そして、自端末装置1aの端末IDよりも他の端末装置1の端末IDの方が、宛先識別情報に近いため、端末装置1aは、当該端末装置1a自身が保持しているルーティングテーブルのレベル2のテーブルを参照して、「30XX」のエリアに属す端末装置1のうち、IPアドレスを知っている端末装置1b(端末ID「3031」)に対してコンテンツ登録メッセージを転送する。
このように、コンテンツIDの桁を上から順に適合していく要領で、コンテンツ登録メッセージに含まれる情報の記憶とコンテンツ登録メッセージの転送が進み、最終的にコンテンツ登録メッセージの宛先識別情報に近い端末IDを有する端末装置1cに辿り着くと、当該端末装置1c自身がそのコンテンツ情報のコンテンツルート端末装置となるべきだと判断し、当該コンテンツ登録メッセージに含まれるコンテンツインデックス情報をコンテンツ所在情報記憶手段に記憶する。

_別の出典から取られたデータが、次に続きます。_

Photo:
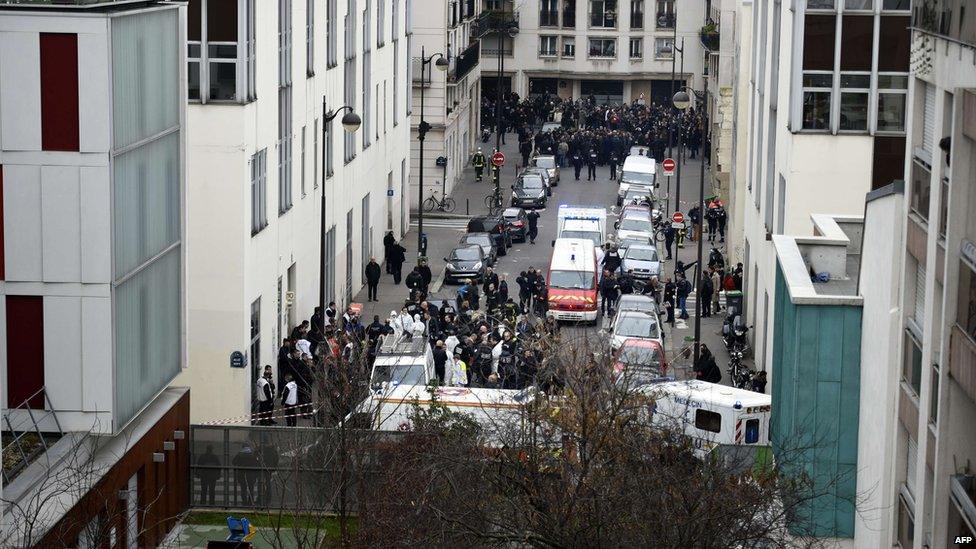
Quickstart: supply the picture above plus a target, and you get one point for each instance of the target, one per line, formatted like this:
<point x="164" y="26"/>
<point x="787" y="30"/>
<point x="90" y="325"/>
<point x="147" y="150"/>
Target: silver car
<point x="643" y="261"/>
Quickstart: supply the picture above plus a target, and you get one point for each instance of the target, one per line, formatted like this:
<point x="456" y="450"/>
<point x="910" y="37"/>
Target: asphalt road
<point x="443" y="233"/>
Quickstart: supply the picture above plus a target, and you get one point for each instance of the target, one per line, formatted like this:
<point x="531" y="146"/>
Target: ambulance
<point x="717" y="418"/>
<point x="572" y="280"/>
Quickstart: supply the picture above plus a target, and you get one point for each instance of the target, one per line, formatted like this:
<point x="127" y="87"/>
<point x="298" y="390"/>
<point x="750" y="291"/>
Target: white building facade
<point x="258" y="73"/>
<point x="452" y="98"/>
<point x="615" y="50"/>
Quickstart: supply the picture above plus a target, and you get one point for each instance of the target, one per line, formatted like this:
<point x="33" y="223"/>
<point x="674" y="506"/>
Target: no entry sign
<point x="668" y="165"/>
<point x="498" y="159"/>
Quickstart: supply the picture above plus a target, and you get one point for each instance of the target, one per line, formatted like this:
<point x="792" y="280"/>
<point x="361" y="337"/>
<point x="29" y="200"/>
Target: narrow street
<point x="443" y="232"/>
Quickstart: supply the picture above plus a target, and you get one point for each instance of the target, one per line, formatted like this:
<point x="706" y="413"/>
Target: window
<point x="921" y="189"/>
<point x="569" y="14"/>
<point x="817" y="90"/>
<point x="284" y="150"/>
<point x="603" y="47"/>
<point x="547" y="46"/>
<point x="912" y="368"/>
<point x="664" y="48"/>
<point x="569" y="47"/>
<point x="752" y="431"/>
<point x="310" y="37"/>
<point x="548" y="13"/>
<point x="636" y="48"/>
<point x="259" y="191"/>
<point x="215" y="60"/>
<point x="636" y="14"/>
<point x="854" y="92"/>
<point x="892" y="95"/>
<point x="603" y="14"/>
<point x="706" y="420"/>
<point x="664" y="16"/>
<point x="59" y="91"/>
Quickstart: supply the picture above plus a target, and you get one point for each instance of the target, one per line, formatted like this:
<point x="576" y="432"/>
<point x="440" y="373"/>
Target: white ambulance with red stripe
<point x="711" y="414"/>
<point x="572" y="280"/>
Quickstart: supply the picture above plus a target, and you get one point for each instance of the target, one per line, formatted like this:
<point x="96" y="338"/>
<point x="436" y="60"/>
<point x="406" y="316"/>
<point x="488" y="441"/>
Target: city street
<point x="443" y="232"/>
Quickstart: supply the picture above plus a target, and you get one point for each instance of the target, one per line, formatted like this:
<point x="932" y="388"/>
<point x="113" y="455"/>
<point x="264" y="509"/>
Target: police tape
<point x="263" y="416"/>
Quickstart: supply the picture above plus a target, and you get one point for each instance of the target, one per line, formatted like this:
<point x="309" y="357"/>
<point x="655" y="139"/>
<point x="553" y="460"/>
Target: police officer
<point x="478" y="160"/>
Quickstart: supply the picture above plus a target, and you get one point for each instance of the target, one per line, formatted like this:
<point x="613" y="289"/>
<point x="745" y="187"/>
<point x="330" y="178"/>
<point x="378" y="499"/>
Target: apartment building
<point x="935" y="477"/>
<point x="615" y="50"/>
<point x="452" y="98"/>
<point x="92" y="276"/>
<point x="828" y="89"/>
<point x="257" y="146"/>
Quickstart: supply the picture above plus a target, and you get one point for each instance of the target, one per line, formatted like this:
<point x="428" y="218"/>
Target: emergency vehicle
<point x="572" y="280"/>
<point x="716" y="417"/>
<point x="582" y="222"/>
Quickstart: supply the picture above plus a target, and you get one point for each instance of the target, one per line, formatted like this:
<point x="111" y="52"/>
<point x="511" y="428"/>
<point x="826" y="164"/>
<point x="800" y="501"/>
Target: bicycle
<point x="446" y="204"/>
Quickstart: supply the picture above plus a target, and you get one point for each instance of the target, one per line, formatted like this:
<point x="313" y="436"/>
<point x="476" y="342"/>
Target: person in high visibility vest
<point x="478" y="160"/>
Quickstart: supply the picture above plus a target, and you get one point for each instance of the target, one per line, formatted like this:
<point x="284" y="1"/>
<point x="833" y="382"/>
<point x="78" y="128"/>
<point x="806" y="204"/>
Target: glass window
<point x="603" y="47"/>
<point x="706" y="420"/>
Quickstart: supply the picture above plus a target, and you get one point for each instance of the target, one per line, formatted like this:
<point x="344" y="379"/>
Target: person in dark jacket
<point x="372" y="279"/>
<point x="533" y="217"/>
<point x="398" y="254"/>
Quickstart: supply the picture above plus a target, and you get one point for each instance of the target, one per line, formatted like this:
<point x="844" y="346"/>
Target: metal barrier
<point x="294" y="468"/>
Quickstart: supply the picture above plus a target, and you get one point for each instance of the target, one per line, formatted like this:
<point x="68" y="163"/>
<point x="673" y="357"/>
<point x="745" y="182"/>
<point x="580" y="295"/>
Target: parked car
<point x="494" y="225"/>
<point x="466" y="261"/>
<point x="518" y="223"/>
<point x="488" y="247"/>
<point x="634" y="324"/>
<point x="643" y="261"/>
<point x="529" y="191"/>
<point x="548" y="163"/>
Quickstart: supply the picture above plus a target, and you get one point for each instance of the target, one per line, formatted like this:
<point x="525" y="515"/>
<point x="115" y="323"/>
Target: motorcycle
<point x="740" y="374"/>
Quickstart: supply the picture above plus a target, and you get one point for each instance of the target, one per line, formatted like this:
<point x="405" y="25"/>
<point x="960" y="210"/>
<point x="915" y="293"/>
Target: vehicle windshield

そして、後述するように、他の端末装置1からコンテンツ検索メッセージを受信すると、コンテンツ検索メッセージを送信した端末装置1へコンテンツ保持端末装置の所在情報であるIPアドレスを記憶したコンテンツインデックス情報の中から選択して通知する。なお、上述のようにルーティングテーブルを用いたメッセージの転送をDHTルーティングと呼ぶ。
ところで、コンテンツルート端末装置におけるコンテンツインデックス情報の保持は、図6に示すようなコンテンツインデックステーブルにより行われる。図6はコンテンツルート端末装置1cにおけるコンテンツインデックステーブルの例を示したものであり、自端末装置が管理対象であるコンテンツID「3020」のコンテンツ情報を保持するコンテンツ保持端末装置の端末ID、IPアドレスなどを記憶している。
[1.4.コンテンツ情報の取得方法]
次に、図7を参照して、コンテンツ情報を保持している端末装置1の検索方法の一例について説明する。図7は、DHTによりコンテンツ情報を保持している端末装置1が検索される様子の一例を示す図である。
ここでは、端末ID「1133」の端末装置1nがコンテンツリクエスト端末装置として、コンテンツID「3020」を有するコンテンツ情報を探す際の手順について説明する。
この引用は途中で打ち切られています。